Take, for example, Zoe, a pastry chef from Pennsylvania. She fully understands the importance of having car insurance. After being involved in an accident while having only the minimum coverage, she found herself in a dire financial situation. Unable to replace her undriveable vehicle due to lack of sufficient insurance coverage, Zoe’s savings were depleted. When she eventually replaced her car, she opted for full coverage insurance at $230 a month. However, with her rent increasing by $400, she struggled to keep up with her expenses.
For a period, she was unable to afford her insurance payments, forcing her to drive uninsured. "I fully didn’t pay my car insurance bill for about four weeks just because I couldn’t afford it," Zoe recalls. The mounting costs of living, including rising prices for food and utilities, made it difficult for her to prioritize insurance. Despite the risks of driving without coverage, she was acutely aware of the need to make ends meet.

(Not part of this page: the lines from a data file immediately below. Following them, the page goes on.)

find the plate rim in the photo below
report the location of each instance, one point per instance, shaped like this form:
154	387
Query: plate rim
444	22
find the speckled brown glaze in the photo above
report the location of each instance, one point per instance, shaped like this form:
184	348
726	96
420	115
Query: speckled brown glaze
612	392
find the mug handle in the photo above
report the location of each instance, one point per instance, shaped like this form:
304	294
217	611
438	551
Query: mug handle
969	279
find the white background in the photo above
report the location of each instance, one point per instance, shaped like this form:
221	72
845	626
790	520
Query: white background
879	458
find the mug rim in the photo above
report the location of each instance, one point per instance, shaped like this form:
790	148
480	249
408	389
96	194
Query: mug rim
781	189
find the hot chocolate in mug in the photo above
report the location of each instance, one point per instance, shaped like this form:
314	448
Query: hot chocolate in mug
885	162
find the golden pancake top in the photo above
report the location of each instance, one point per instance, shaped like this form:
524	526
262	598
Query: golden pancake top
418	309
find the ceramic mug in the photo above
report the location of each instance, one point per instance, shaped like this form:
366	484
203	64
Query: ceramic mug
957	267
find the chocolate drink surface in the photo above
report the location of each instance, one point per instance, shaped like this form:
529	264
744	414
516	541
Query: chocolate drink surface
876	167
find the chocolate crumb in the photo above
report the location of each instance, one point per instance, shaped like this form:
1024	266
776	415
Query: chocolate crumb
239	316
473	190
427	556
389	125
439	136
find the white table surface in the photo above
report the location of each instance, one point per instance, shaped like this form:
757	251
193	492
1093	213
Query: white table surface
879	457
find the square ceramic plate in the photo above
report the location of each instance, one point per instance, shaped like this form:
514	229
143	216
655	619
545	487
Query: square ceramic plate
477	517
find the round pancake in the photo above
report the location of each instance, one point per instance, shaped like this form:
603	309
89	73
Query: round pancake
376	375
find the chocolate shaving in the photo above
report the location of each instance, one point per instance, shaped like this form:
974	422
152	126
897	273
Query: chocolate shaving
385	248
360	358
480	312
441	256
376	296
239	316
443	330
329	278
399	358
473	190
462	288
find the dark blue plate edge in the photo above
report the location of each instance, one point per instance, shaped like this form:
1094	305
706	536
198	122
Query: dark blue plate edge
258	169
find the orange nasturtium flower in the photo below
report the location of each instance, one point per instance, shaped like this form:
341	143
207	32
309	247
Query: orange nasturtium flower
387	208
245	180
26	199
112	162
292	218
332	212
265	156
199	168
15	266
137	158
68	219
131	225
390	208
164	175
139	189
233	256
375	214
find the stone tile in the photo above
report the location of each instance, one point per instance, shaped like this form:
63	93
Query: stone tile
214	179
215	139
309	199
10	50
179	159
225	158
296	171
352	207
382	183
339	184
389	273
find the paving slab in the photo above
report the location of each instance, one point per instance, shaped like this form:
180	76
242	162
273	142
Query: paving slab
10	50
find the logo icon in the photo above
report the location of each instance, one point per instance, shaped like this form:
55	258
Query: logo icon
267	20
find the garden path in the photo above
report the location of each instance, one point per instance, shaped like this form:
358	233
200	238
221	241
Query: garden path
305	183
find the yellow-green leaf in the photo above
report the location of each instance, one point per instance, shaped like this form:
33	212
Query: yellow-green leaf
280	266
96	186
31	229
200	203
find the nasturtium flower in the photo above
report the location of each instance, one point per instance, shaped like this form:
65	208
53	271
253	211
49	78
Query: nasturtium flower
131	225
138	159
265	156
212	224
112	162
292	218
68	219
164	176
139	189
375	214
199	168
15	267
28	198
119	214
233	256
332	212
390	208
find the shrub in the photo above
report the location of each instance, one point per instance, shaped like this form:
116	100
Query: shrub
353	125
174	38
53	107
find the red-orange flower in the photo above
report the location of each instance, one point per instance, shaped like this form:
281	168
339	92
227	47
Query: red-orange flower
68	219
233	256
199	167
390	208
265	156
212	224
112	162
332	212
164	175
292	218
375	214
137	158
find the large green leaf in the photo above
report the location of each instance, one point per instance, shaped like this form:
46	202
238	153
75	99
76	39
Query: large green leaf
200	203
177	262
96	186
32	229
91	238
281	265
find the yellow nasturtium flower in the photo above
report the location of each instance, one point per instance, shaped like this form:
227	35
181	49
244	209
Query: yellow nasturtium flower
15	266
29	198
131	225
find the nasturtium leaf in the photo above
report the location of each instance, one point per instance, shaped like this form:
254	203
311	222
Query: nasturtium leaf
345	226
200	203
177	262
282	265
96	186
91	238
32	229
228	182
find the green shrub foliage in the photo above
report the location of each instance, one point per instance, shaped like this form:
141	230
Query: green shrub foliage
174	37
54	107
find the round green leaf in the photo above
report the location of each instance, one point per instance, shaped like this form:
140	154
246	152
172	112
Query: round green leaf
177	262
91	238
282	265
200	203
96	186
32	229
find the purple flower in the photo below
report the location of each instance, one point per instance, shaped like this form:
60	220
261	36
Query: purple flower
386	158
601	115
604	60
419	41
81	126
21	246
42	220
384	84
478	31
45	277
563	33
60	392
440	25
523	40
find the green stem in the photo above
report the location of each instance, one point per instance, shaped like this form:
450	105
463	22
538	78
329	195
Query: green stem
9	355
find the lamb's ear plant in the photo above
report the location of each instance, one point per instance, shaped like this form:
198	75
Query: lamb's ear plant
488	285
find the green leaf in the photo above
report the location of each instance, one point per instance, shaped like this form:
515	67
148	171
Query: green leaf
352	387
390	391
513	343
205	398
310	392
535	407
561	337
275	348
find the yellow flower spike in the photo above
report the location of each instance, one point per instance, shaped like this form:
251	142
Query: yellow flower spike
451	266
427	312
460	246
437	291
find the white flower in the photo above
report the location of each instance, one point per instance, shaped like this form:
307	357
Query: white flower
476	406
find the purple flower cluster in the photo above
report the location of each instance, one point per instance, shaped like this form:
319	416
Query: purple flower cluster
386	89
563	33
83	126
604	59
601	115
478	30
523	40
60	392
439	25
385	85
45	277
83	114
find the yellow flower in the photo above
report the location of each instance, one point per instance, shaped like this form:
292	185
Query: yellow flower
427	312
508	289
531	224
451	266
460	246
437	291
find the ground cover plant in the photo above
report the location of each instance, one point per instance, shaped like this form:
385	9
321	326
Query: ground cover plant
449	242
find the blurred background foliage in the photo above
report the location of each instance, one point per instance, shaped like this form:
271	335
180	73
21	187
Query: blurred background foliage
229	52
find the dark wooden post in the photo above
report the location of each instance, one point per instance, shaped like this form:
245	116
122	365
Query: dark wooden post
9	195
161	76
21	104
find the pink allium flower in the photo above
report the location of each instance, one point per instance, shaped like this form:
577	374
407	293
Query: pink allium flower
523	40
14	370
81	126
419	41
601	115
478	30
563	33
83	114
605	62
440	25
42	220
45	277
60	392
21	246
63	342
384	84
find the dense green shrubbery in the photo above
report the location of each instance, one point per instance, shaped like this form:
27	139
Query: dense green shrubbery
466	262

Experts recommend that drivers carefully assess insurance costs before purchasing new vehicles to avoid unpleasant surprises. Brandy Levene from Yakima, Washington, experienced this firsthand after upgrading to a 2018 Acura RDX, which resulted in a shocking insurance quote of $500 a month. To manage costs, she cut back on leisure activities and eventually switched providers, lowering her premium to $190 a month, still a substantial expense.
Shannon Martin, an insurance expert at Bankrate, warns that rising repair costs may leave many drivers under-insured, meaning their policies might not adequately cover expenses in the event of an accident. She advises that it may be prudent for consumers to consider raising their coverage limits to ensure they are adequately protected.
As families navigate these financial challenges, some are reconsidering when to allow their teenage children to begin driving. Levene recently faced the prospect of adding her son to her policy, only to discover it would cost $350 a month. This led her to question whether she could afford to give him independence through driving, even as he expressed a desire to explore beyond their hometown.
The increase in car insurance premiums is not just a matter of numbers; it directly impacts the daily lives of consumers. As families like Zoe's and Brandy's illustrate, decisions surrounding vehicle ownership and insurance are becoming increasingly complex in the face of rising costs. Understanding these dynamics is crucial as individuals seek ways to navigate the financial landscape shaped by inflation and escalating insurance rates.